Le 23 juin 2016, les électeurs britanniques ont indiqué leur souhait de quitter L’UE. Bien que
le processus de sortie ne commencera légalement que lorsque le Royaume-Uni aura
officiellement signé un accord de sortie en vertu de l’article 50 du traité de Lisbonne.
L’incertitude engendrée par le résultat du référendum public a déjà eu des conséquences
politiques et économiques profondes.
Le Royaume-Uni devra non seulement établir une relation commerciale avec l’UE, mais
également s’entendre avec les autres pays tiers avec lesquels le Royaume-Uni a déjà échangé
grâce à son adhésion à l’UE.
Le 30 décembre 2020, un accord de commerce et de coopération a été signé entre l’Union
européenne et le Royaume-Uni. Dans l’attente de sa ratification par le Parlement européen, il
a été mis en application provisoire au 1er janvier 2021. Ainsi, depuis 1er janvier 2021, cet
accord détermine les règles applicables aux relations entre le Royaume-Uni et l’Union
européenne dans un certain nombre de domaines. Le droit de l’Union européenne a cessé de
s’appliquer au Royaume-Uni le 31 décembre 2020 à minuit. Bien qu’un accord ait été conclu
entre l’Union européenne et le Royaume-Uni, les formalités douanières ainsi que les contrôles
sanitaires et phytosanitaires ont été rétablis pour le transport de marchandises. La libre
circulation des personnes n’est plus applicable.
Il est très difficile de déterminer avec certitudes la teneur des futures relations
commerciales entre l’Union Européenne et la Grande Bretagne à la suite du Brexit.
Une période dite de transition s’est ouverte. Si aucun accord spécifique n’est négocié,
le risque est que les accords commerciaux européens ne soient plus applicables au
Royaume-Uni. Les décisions des tribunaux publics britanniques risquent également de
ne plus être automatiquement reconnues au sein de l’Union européenne.
Les jugements rendus au Royaume-Uni concernant des arbitrages pourraient alors se
voir impacter. En effet afin d’être exécutées les décisions devront respecter la
procédure de l’exequatur dans chacun des Etats membres de l’Union Européenne. Cela
rentre en contradiction avec les exigences de rapidité propres au commerce et à la
finance.

Le Brexit soulève de nombreuses interrogations pour les opérateurs du commerce


international. Quel impact aura-t-il sur les contrats et les contentieux en cours ?
Section 1   : L’ accord commercial et de coopération
L’accord commercial et de coopération , publié au Journal officiel de l’Union
européenne du 31 décembre 2020, qui servira de socle à la nouvelle relation
diplomatique et juridique unissant Britanniques et Européens.
L’accord organise tout un panel de mesures régissant les relations
commerciales à venir avec le Royaume-Uni. À ce titre, des mesures d’ordre
général sont prises afin d’organiser une relation de concurrence saine et
équitable.

A : LES DISPOSITIONS SPÉCIFIQUES AUX PROFESSIONS JURIDIQUES

L’accord prévoit des dispositions spécifiques concernant les professions juridiques. En effet,
sont visés les services de conseil juridique et les services d’arbitrage, de conciliation et de
médiation juridiques (deuxième partie, rubrique 1, titre II, section 7).

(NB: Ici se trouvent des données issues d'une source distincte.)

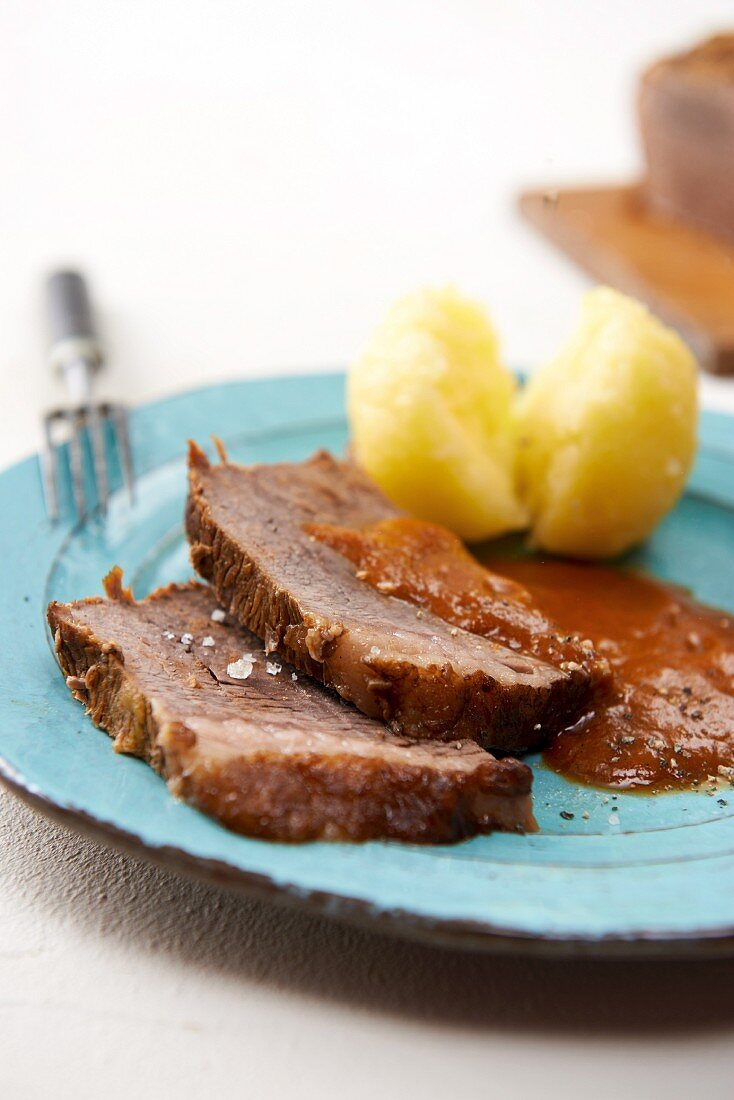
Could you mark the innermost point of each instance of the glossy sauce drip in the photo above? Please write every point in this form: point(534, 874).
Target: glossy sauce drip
point(661, 710)
point(429, 567)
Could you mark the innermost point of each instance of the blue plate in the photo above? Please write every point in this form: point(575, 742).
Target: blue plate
point(644, 873)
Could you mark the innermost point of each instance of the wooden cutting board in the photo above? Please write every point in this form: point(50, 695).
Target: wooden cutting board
point(683, 274)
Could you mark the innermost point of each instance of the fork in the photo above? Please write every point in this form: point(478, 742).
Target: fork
point(76, 353)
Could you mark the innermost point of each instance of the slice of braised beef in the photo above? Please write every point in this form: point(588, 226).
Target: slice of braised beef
point(394, 661)
point(266, 751)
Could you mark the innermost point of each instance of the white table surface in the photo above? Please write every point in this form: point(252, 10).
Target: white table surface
point(249, 185)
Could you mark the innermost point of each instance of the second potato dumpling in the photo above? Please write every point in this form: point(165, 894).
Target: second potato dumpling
point(607, 430)
point(429, 409)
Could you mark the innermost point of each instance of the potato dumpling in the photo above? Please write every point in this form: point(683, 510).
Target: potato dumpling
point(606, 431)
point(429, 408)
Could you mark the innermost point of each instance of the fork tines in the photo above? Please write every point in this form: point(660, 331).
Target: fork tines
point(74, 422)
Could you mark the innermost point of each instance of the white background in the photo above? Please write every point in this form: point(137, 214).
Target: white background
point(249, 185)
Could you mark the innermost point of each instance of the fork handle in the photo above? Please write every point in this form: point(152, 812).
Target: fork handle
point(70, 322)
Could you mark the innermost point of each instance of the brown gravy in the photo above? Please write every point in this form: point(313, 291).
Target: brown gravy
point(661, 712)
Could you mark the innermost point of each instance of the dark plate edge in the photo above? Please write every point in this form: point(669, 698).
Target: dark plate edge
point(457, 935)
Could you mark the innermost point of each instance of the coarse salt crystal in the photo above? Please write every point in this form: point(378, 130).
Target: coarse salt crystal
point(241, 669)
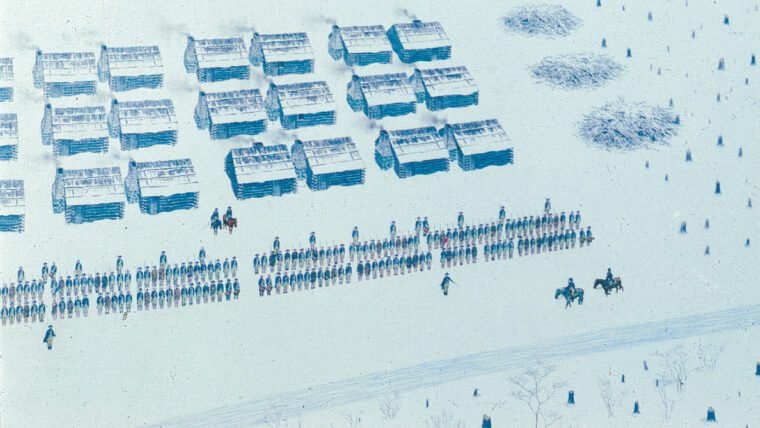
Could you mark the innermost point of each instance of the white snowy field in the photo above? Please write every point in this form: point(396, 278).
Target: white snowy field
point(729, 387)
point(159, 366)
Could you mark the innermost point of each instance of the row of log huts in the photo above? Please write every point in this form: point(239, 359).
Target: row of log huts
point(11, 191)
point(92, 194)
point(426, 150)
point(86, 129)
point(274, 170)
point(139, 124)
point(131, 67)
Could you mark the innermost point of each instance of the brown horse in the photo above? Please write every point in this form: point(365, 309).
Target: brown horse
point(616, 284)
point(230, 223)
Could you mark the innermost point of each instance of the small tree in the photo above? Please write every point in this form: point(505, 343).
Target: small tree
point(708, 355)
point(677, 363)
point(533, 389)
point(389, 407)
point(666, 398)
point(608, 396)
point(353, 420)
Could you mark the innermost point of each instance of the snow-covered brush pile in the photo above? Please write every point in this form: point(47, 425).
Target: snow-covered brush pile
point(623, 126)
point(576, 71)
point(543, 19)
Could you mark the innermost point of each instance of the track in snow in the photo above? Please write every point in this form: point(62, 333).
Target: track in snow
point(432, 373)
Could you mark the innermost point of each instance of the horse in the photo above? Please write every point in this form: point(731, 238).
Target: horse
point(216, 225)
point(565, 292)
point(616, 284)
point(230, 222)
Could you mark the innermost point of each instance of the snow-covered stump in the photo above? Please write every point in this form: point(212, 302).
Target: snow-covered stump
point(710, 415)
point(546, 20)
point(486, 421)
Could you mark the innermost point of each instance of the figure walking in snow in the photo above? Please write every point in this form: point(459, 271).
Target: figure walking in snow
point(49, 335)
point(446, 283)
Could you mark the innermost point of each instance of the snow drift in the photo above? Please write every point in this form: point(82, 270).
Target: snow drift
point(576, 71)
point(548, 20)
point(628, 126)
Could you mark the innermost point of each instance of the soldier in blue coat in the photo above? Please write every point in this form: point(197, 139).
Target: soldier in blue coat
point(445, 284)
point(49, 336)
point(226, 267)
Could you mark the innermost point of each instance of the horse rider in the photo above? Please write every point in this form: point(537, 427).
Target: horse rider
point(571, 287)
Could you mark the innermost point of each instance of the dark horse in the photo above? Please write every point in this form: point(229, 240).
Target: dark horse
point(569, 299)
point(229, 222)
point(616, 284)
point(216, 225)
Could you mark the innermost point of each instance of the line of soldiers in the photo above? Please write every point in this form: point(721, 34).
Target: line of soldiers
point(72, 294)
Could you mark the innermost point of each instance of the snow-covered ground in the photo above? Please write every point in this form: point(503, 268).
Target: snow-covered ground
point(160, 366)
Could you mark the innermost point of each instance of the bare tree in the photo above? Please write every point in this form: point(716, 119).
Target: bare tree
point(534, 390)
point(708, 355)
point(666, 398)
point(389, 407)
point(608, 396)
point(353, 420)
point(677, 362)
point(444, 420)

Il est prévu que les avocats puissent exercer librement leur profession, à condition que leurs
services soient relatifs au droit international public ou au droit de l’État dans lequel il leur a
été octroyé le droit d’exercer.

Concernant les services juridiques, l’accord prévoit l’autorisation aux personnes morales
d’établir sur le territoire d’un État une succursale qui fournirait des services juridiques. Pour
cela, il est nécessaire qu’un certain pourcentage d’actionnaires, de propriétaires, d’associés ou
de dirigeants de la personne morale possèdent les qualifications requises pour exercer ou
exercent une profession particulière (avocat ou comptable par exemple).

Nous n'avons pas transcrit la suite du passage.